Issue (i): Whether the amount paid under the profit-sharing arrangement was an allowable deduction either as rent or as expenditure incurred solely for the purpose of earning profits under Section 10(2) of the Income-tax Act, 1922.
Analysis: The payment was not fixed rent but a variable share of net profits payable only after profits were ascertained and after specified deductions. A payment of this character is an application or distribution of profits rather than expenditure incurred in the process of earning them. The arrangement also gave the assessee the benefit of carrying on the business with a special advantage, so the payment could not be treated as rent or as revenue expenditure laid out solely for earning income.
Conclusion: The deduction was not allowable and the answer was against the assessee.
Issue (ii): Whether the amounts advanced to the two persons were deductible as interest on borrowed capital or were in substance additions to partnership capital.
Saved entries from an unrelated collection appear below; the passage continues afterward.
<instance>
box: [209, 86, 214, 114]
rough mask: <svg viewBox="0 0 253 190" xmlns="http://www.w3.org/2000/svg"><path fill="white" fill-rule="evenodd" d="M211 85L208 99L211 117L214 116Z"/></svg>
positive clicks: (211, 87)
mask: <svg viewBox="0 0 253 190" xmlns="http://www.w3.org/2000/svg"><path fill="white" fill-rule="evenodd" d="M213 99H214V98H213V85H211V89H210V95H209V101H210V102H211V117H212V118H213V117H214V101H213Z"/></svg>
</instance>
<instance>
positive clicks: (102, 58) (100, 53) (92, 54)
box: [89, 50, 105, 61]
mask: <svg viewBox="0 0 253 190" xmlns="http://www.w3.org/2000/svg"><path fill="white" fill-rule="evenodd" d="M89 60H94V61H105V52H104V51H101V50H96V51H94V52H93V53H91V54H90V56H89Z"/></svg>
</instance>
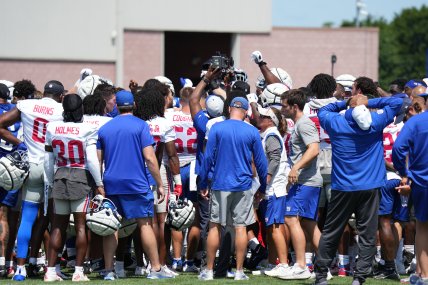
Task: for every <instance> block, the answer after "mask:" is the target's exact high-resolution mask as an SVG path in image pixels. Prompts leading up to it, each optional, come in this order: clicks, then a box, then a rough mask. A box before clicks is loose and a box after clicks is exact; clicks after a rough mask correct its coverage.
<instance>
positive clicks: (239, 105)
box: [229, 97, 248, 111]
mask: <svg viewBox="0 0 428 285" xmlns="http://www.w3.org/2000/svg"><path fill="white" fill-rule="evenodd" d="M229 106H230V107H234V108H241V109H244V110H245V111H247V110H248V100H247V99H245V98H243V97H235V98H233V100H232V102H230V105H229Z"/></svg>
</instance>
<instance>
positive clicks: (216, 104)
mask: <svg viewBox="0 0 428 285" xmlns="http://www.w3.org/2000/svg"><path fill="white" fill-rule="evenodd" d="M205 106H206V108H207V113H208V115H210V117H212V118H217V117H218V116H221V114H223V108H224V100H223V98H221V97H220V96H218V95H214V94H211V95H209V96H208V97H207V99H205Z"/></svg>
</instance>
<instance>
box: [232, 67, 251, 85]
mask: <svg viewBox="0 0 428 285" xmlns="http://www.w3.org/2000/svg"><path fill="white" fill-rule="evenodd" d="M234 73H235V78H236V81H244V82H248V75H247V73H246V72H245V71H244V70H243V69H239V68H236V69H235V70H234Z"/></svg>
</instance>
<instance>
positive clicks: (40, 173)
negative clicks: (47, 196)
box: [22, 162, 45, 203]
mask: <svg viewBox="0 0 428 285" xmlns="http://www.w3.org/2000/svg"><path fill="white" fill-rule="evenodd" d="M43 172H44V168H43V163H39V164H36V163H32V162H30V172H29V174H28V178H27V181H26V182H25V184H24V186H23V188H22V190H23V195H22V200H23V201H28V202H33V203H42V202H44V197H45V194H44V188H45V183H44V177H43Z"/></svg>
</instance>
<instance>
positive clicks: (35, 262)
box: [28, 257, 37, 265]
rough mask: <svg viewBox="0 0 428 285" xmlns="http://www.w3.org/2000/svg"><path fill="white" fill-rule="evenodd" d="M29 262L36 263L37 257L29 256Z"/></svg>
mask: <svg viewBox="0 0 428 285" xmlns="http://www.w3.org/2000/svg"><path fill="white" fill-rule="evenodd" d="M28 262H29V263H30V264H32V265H36V264H37V258H35V257H30V260H29V261H28Z"/></svg>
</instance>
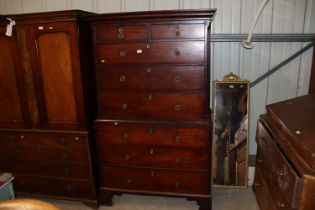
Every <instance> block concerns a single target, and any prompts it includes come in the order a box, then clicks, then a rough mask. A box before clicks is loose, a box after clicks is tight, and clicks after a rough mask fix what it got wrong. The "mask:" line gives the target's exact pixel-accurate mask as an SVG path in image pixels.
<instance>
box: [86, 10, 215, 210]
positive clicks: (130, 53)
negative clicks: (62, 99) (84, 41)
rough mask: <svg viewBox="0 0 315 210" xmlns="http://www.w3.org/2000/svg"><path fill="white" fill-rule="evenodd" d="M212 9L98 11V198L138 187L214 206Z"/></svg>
mask: <svg viewBox="0 0 315 210" xmlns="http://www.w3.org/2000/svg"><path fill="white" fill-rule="evenodd" d="M214 14H215V10H182V11H155V12H133V13H119V14H104V15H95V16H91V17H90V18H89V20H90V22H91V26H92V30H93V42H94V44H93V47H94V59H95V71H96V76H97V89H98V91H97V94H98V95H97V98H98V116H97V120H96V121H95V133H96V145H97V154H98V164H99V167H100V174H99V177H100V199H101V202H103V203H111V198H112V196H113V195H114V194H121V193H136V194H150V195H166V196H178V197H187V198H190V199H195V200H196V201H197V202H198V203H199V205H200V209H207V210H208V209H210V208H211V187H210V185H211V183H210V174H211V173H210V168H211V167H210V164H211V161H210V158H211V154H210V151H211V149H210V146H211V137H210V136H211V135H210V131H211V123H210V117H209V108H208V107H209V97H210V94H209V84H210V82H209V80H210V78H209V77H210V73H209V67H210V63H209V59H210V51H209V50H210V42H209V39H210V23H211V18H212V17H213V15H214Z"/></svg>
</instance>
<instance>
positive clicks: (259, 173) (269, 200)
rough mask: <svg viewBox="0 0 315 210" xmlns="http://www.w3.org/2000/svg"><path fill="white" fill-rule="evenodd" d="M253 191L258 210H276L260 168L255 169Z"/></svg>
mask: <svg viewBox="0 0 315 210" xmlns="http://www.w3.org/2000/svg"><path fill="white" fill-rule="evenodd" d="M253 191H254V193H255V195H256V200H257V203H258V206H259V208H260V210H277V209H278V208H277V207H276V205H275V203H274V201H273V200H272V198H271V195H270V192H269V190H268V188H267V186H266V183H265V181H264V179H263V176H262V175H261V172H260V168H259V167H256V169H255V178H254V183H253Z"/></svg>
Analysis: The character of the advance was treated as a question of fact on which the income-tax authorities had found that it formed part of the capital of the firm and was not a separate loan. In such a situation, there was no basis for interfering with that finding in reference jurisdiction.
Conclusion: The amounts were not deductible as interest on borrowed capital and the answer was against the assessee.
Final Conclusion: Both referred questions were answered adversely to the assessee, leaving the assessment undisturbed and the revenue position intact.
Ratio Decidendi: A payment that represents a share of profits payable only after profits are earned and ascertained is an appropriation of profits, not deductible expenditure incurred for earning those profits; a factual finding that an advance is capital rather than a loan is not open to interference in reference proceedings.